In this we have retrieving data form web pages and perform the following task:
Steps needs to perform:
Retrieving Text from Static Website
Beautiful Soup
Using Newspaper3K to handle text cleanup
Several Web Examples
Processing Local Text File
Basic WordCloud with WordCloud
Readability with Textatistic
Sentiment Analysis with TextBlob
Be able to:
Download text from (some) web pages and prep for text analysis.
Clean up the text with Beautiful Soup, if possible.
Learn to use a library like Article to extract articles from most news sites and blogs including key meta-data.
Practice manipulating speech transcript data from Rev.com.
Perform sentiment analysis and plot sentence level subjectivity and polarity data with matplotlib and plotly express
Wrangling Text from Web-pages is Hard!
Each web-site stores data different so you need to be a sleuth.
Most modern sites no longer store the text as part of the page.
Static web pages are hard to find.
You could spend a semester just on retrieving data from web-pages or other APIs.
Many web-pages have restrictions on what you can retrieve. (See robots.txt before making heavy use of a web-page.)
Most book examples will use a static, locally stored text file as input.
Some newer tools (e.g. Article) can make it "easier" to retrieve properly formatted pages.
Install from Command or Terminal Prompt (not Jupyter Notebook)
TextBlob Module
conda install -c conda-forge textblob
ipython -m textblob.download_corpora
Note: Windows users may need to run as administrator
wordcloud Module
*conda install -c conda-forge wordcloud
Install from Command or Terminal Prompt (continued)
Newspaper3k
https://github.com/codelucas/newspaper
Reliable text scraping
pip3 install newspaper3k
TextTastic Module
Not required for our assignments but good for practice and examples
pip install textatistic
Note: Windows users may need to run as administrator*
Some students have reported needing to install VS Code to get Textatistic to work (ymmv)*
Importing All Related Libraries
import requests # import from web
from bs4 import BeautifulSoup # clean up text
from wordcloud import WordCloud # create word clouds
from textblob import TextBlob # basic NLP, install first
from textatistic import Textatistic # readability, install first
from pathlib import Path # for quick import of text file for NLP
import pandas as pd
import seaborn as sns
import matplotlib.pyplot as plt
from plotly import express as px
# Magics
%config InlineBackend.figure_format = 'retina'
%matplotlib inline
Example 1: Extraction Block or Not Allowed
## 403 Forbidden Error, extract blocked / not allowed
url = 'https://www.americanrhetoric.com/speeches/mlkihaveadream.htm'
response = requests.get(url) # retrieve the webpage
response.content # show content from the retrieved page
Example 2: Static, Predominately Text-based Web-Page
## Static web page - JFK speech re: moon
url = 'https://er.jsc.nasa.gov/seh/ricetalk.htm'
response = requests.get(url)
response.content # Notice moderate amount of HTML code
soup = BeautifulSoup(response.content, 'html5lib')

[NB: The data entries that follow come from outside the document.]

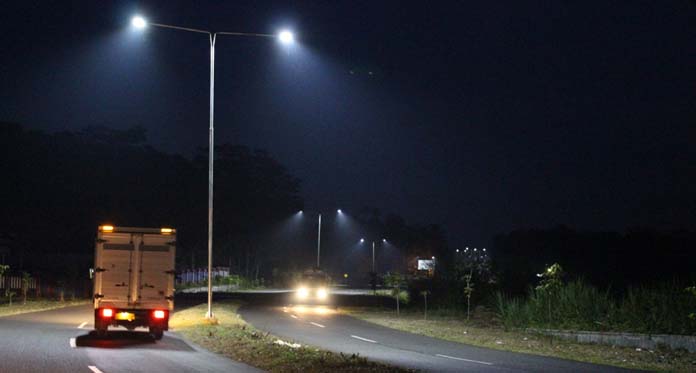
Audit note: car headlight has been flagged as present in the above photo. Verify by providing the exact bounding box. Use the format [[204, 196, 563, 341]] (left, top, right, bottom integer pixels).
[[317, 288, 329, 299], [297, 288, 309, 299]]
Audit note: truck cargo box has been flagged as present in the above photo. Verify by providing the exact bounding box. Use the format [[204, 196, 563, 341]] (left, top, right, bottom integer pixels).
[[94, 225, 176, 339]]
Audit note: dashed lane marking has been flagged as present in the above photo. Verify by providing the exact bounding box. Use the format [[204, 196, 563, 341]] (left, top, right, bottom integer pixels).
[[350, 335, 377, 343], [435, 354, 493, 365]]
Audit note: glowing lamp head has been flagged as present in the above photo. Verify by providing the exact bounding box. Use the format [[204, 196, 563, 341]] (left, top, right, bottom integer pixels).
[[278, 30, 295, 45], [131, 16, 147, 30], [297, 287, 309, 299], [317, 288, 329, 300]]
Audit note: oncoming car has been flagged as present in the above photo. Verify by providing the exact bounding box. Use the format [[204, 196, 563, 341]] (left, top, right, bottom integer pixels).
[[293, 269, 330, 304]]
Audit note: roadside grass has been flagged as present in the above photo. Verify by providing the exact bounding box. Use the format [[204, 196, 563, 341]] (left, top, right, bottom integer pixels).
[[169, 301, 409, 373], [343, 308, 696, 372], [0, 299, 90, 317]]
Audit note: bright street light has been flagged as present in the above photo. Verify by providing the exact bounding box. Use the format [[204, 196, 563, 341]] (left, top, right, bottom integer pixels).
[[278, 30, 295, 45], [131, 16, 147, 30], [131, 15, 296, 318]]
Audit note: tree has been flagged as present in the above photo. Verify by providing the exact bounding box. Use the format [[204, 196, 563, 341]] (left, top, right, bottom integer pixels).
[[536, 263, 564, 321], [22, 272, 31, 304]]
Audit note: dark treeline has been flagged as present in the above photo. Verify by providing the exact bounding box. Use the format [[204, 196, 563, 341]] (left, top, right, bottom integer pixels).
[[492, 226, 696, 294], [0, 123, 303, 282]]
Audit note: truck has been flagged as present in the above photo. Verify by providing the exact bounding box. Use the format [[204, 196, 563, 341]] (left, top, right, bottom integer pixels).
[[93, 225, 176, 340]]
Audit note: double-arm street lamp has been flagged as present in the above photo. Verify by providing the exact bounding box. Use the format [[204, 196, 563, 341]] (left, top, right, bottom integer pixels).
[[360, 238, 387, 273], [131, 16, 294, 318], [298, 209, 343, 269]]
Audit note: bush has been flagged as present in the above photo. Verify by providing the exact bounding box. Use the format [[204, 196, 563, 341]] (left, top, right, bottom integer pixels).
[[496, 280, 696, 335]]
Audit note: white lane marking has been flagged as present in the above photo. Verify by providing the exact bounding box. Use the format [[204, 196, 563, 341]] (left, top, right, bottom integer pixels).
[[435, 354, 493, 365], [351, 335, 377, 343]]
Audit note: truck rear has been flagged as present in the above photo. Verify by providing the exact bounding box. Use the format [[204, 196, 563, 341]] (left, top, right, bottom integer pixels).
[[94, 225, 176, 339]]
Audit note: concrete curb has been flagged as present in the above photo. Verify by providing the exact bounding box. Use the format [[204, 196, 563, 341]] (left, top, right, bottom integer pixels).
[[527, 328, 696, 352]]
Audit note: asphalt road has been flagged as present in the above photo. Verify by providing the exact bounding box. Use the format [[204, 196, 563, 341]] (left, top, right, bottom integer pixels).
[[0, 305, 258, 373], [240, 305, 628, 372]]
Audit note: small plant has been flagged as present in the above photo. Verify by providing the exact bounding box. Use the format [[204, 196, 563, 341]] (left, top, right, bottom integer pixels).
[[464, 272, 474, 320], [686, 286, 696, 320], [384, 272, 405, 316], [22, 272, 31, 304], [5, 289, 16, 307], [420, 290, 430, 320]]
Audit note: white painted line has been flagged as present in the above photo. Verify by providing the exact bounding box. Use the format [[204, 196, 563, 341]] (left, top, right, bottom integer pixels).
[[351, 335, 377, 343], [435, 354, 493, 365]]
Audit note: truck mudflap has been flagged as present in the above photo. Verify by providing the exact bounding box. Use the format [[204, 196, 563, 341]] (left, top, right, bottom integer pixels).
[[94, 307, 169, 339]]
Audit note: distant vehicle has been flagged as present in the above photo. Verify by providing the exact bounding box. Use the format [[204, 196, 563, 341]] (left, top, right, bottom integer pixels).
[[94, 225, 176, 340], [294, 269, 331, 304]]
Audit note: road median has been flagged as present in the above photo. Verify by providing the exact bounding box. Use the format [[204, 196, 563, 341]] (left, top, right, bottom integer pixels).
[[343, 308, 696, 372], [170, 301, 409, 372]]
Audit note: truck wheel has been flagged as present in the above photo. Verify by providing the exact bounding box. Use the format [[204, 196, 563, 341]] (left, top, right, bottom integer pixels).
[[94, 325, 107, 338], [150, 327, 164, 341]]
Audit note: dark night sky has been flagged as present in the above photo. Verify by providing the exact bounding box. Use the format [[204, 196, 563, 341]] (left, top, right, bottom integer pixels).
[[0, 0, 696, 245]]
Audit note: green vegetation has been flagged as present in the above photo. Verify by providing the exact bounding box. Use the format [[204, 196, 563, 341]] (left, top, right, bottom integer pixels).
[[170, 302, 407, 373], [344, 304, 696, 372], [0, 299, 89, 316], [496, 280, 696, 335]]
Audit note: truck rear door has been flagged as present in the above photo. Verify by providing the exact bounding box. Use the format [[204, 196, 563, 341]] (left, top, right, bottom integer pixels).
[[96, 233, 135, 304], [138, 234, 174, 308]]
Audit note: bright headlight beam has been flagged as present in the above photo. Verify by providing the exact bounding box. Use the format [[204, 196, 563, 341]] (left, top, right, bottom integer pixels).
[[131, 16, 147, 30], [278, 30, 295, 45]]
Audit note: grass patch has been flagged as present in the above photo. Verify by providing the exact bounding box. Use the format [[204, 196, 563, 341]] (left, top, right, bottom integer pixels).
[[169, 301, 409, 373], [344, 308, 696, 372], [0, 299, 90, 317]]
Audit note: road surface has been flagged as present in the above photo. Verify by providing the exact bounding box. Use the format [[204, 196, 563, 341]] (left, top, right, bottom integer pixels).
[[0, 304, 258, 373], [240, 305, 628, 372]]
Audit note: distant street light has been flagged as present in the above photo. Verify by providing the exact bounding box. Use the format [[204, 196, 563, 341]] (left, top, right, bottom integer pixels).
[[298, 209, 343, 269], [360, 238, 387, 273], [131, 15, 294, 318]]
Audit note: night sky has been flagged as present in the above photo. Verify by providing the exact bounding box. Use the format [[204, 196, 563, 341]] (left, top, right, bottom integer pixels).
[[0, 0, 696, 246]]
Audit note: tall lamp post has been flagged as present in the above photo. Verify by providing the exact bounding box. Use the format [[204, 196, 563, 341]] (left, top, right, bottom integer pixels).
[[298, 209, 343, 269], [360, 238, 387, 273], [131, 16, 294, 318]]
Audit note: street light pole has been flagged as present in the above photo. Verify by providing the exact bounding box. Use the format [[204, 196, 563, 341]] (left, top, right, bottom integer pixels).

text = soup.get_text(strip=True) # text without tags
text #BeautifulSoup has done a decent job on this page removing HTML
Example 3: Sometimes it is easier to copy and paste to a file
## Somewhat hidden text
url = 'https://www.whitehouse.gov/briefings-statements/remarks-president-trump-2020-united-states-military-academy-west-point-graduation-ceremony/'
response = requests.get(url)
response.content # UGLY! significant amount of code -- Where's the text??
## Soup doesn't help much in this case
soup = BeautifulSoup(response.content, 'html5lib')
text = soup.get_text(strip=True)
text
Let's try Article
Steps: Install newspaper3k via pip (only do this once per machine)
Import Article from newspaper (once per notebook)
Create an article object and set it to the URL of the web-page (required once per web-page)
Download (required after creating article object)
Parse the downloaded object (required once per download, separate data into text, authors, title, date, etc.)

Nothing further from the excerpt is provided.